Für lettische Leser habe ich den Titel gewählt: Ein wie lettisches Lettland ist für die Letten erforderlich? (Cik latviska Latvija latviešiem nepieciešama?) Ein lettisches Lettland propagierte der autoritäre Herrscher Kārlis Ulmanis. Die Folgen dieser Politik kann man noch heute in der Altstadt von Riga bewundern, wo historische Bausubstanz aus Mittelalter und Hansaepoche durch die Monumentalarchitektur der 30er Jahre ersetzt wurde.
Ende der 80er Jahre protestierten die Letten gegen den geplanten U-Bahn-Bau. Heute würde man sich im Stau steckend manchmal wünschen, es gäbe eine solche Tunnelbahn. Aber damals wäre mit dem Bau des modernen Verkehrssystems die weitere massenhafte Ansiedlung von Arbeitskräften aus Rußland in der lettischen Haupstadt Riga verbunden gewesen, in der die Letten sowieso zu diesem Zeitpunkt schon in der Minderheit waren. Die Überfremdung war ein wichtiger Grund für den Protest gegen die Sowjetherrschaft in der liberaleren Gorbatschow-Ära und den anschließenden Kampf für die Wiederlangung der Unabhängigkeit.

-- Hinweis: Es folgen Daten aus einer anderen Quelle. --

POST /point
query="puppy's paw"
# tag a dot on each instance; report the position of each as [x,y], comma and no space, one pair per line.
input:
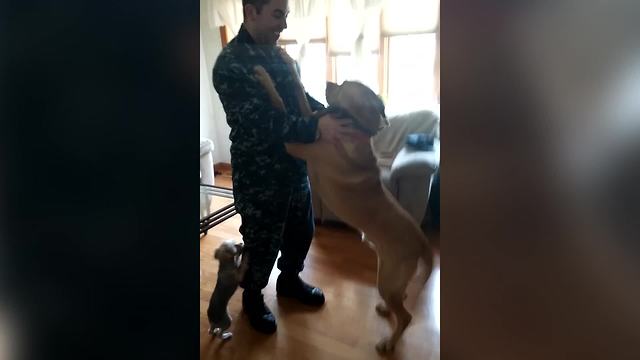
[382,310]
[385,346]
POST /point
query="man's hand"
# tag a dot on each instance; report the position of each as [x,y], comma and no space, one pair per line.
[333,129]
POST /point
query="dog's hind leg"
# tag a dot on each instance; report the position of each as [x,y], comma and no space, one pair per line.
[392,283]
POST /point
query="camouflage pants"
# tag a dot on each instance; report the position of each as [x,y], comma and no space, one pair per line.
[272,221]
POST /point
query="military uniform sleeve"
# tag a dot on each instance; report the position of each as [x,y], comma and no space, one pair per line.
[247,104]
[314,104]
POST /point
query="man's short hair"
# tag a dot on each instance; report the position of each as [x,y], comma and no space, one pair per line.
[257,3]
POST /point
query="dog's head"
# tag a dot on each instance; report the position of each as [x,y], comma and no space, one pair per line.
[228,250]
[361,103]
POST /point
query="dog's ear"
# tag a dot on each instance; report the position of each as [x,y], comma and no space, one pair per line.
[330,92]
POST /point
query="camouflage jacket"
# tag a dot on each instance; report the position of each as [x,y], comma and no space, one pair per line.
[258,130]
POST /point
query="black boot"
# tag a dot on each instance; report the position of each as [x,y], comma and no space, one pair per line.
[290,285]
[260,317]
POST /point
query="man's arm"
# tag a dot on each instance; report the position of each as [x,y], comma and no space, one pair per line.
[247,102]
[314,104]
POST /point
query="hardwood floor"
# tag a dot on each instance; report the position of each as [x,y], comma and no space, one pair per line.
[346,327]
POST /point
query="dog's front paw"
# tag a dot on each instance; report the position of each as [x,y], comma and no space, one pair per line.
[382,310]
[385,346]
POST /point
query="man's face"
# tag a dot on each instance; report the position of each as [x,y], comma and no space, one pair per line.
[270,22]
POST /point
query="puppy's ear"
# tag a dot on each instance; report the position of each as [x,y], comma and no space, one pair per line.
[331,91]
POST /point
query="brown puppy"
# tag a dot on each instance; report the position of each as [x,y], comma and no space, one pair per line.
[348,180]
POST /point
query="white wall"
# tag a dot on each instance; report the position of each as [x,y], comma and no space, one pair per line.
[213,124]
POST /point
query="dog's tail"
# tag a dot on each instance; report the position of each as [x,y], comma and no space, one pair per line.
[427,259]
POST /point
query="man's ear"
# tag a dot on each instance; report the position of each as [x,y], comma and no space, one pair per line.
[330,93]
[250,11]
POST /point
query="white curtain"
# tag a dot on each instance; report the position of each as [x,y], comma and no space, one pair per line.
[224,12]
[354,26]
[306,21]
[410,16]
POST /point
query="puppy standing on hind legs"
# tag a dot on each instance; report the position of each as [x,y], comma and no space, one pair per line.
[231,270]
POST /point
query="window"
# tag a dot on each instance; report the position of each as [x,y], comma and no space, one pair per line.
[345,68]
[410,71]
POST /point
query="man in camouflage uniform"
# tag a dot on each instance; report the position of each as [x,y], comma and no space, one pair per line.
[270,187]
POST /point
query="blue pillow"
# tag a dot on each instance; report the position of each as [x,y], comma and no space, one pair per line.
[420,141]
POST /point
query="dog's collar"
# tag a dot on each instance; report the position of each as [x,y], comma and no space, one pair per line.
[344,114]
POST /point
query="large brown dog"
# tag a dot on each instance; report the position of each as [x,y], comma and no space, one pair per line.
[348,180]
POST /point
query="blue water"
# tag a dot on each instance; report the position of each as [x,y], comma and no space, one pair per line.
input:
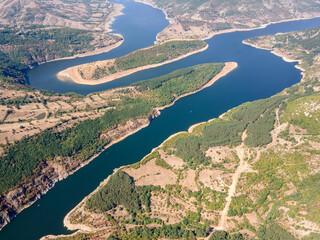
[259,75]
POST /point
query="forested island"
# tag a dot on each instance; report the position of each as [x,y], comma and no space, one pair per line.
[206,18]
[251,173]
[111,69]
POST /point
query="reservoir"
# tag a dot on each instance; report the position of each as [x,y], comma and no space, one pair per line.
[260,74]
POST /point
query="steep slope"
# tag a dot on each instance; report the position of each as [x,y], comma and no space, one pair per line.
[251,173]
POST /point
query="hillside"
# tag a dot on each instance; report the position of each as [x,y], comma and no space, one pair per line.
[252,173]
[203,18]
[83,14]
[150,57]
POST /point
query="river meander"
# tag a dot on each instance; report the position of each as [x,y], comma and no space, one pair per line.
[260,74]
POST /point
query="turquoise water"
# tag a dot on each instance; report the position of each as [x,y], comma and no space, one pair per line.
[259,75]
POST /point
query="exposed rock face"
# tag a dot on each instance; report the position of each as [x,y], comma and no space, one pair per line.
[48,173]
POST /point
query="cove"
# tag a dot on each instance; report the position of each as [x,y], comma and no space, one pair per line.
[259,75]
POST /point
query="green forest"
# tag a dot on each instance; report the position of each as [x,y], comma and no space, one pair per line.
[22,159]
[22,48]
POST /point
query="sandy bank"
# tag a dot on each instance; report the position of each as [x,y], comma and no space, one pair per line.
[229,66]
[74,75]
[110,19]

Welchen Wert ein eigener Staat für ein Volk bedeutet, betonte in seiner Ansprache im Rigaer Dom am 90. Jahrestag der Staatsgründung jüngst auch Bischof Jānis Vanags. Viele Völker dieser Welt, die an Zahl mehr Menschen umfassen als die Letten, haben ihren eigenen Staat nicht. Selbstverständlich ist jedem Volk auch die eigene Sprache heilig. Weltweit sind viele durch Druck oder Assimilierung bereits ausgestorben wie in Lettland beispielsweise nahezu auch das Livische.[1] Mancherorts wird von staatlicher Seite darum gerungen, Minderheitensprachen zu erhalten wie etwa mit dem Rätoromanischen in der Schweiz. Lettland erkämpfte sich 1991 schließlich die Freiheit. Doch viele russischsprechende Einwohner, die während der Sowjetzeit nach Lettland gekommen waren sowie deren Kinder und Kindeskinder haben das Land anschließend nicht verlassen – entgegen dem Wunsch in nationalistischen Kreisen.[2] Mit der Gesetzgebung zur Staatsbürgerschaft und dem Status des Lettischen wurde über Jahre versucht, diesen in Staat und Gesellschaft zu festigen. Und das bedeutete auch, Russisch nicht als zweite offizielle Staatssprache anzuerkennen.[3]
Philologen in Sorge
Jetzt fürchten Sprachwissenschaftler in Lettland die Einführung der Zweisprachigkeit im Lande, durch die Hintertür. So wenigstens äußerten sich einige in einer Sendung des lettischen Radios. Dort sagte der Professor an der Fakultät für moderne Sprachen der Universität Lettlands, Andrejs Veisbergs, der auch der staatlichen Sprachkommission vorsitzt, daß immer häufiger in Stellenanzeigen unbegründeterweise Kenntnisse des Russischen verlangt würden. Der Gebrauch des Russischen im öffentlichen Raum weite sich generell zunehmen aus etwa durch die Präsenz von russischen Serien im Fernsehen. Ebenso häufig sei etwa im Fitnessstudio, in billigen Cafés oder auch in Geschäften die Verständigung nur auf Russisch möglich. Besonders stört sich der Sprachwächter an der Hauptnachrichtensendung Panorāma des lettischen öffentlich-rechtlichen Fernsehens, wo manchmal von sieben kurzen Straßeninterviews fünf auf Russisch geführt würden. Freilich, lenkt Veisbergs ein, würden diese übersetzt. Aber es sei psychologisch schlecht, wenn das Russische überall so präsent sei. Die Anbieter von Kabelfernsehen, fährt der Wissenschaftler fort, verkauften Pakete mit hauptsächlich russischen Kanälen. Folglich lebten die Einwohner nicht im Informationsraum der Europäischen Union, sondern Rußlands. Dies könne eine Gefahr auch für die nationale Sicherheit sein etwa im Falle der Berichterstattung über den Georgienkonflikt im vergangenen August.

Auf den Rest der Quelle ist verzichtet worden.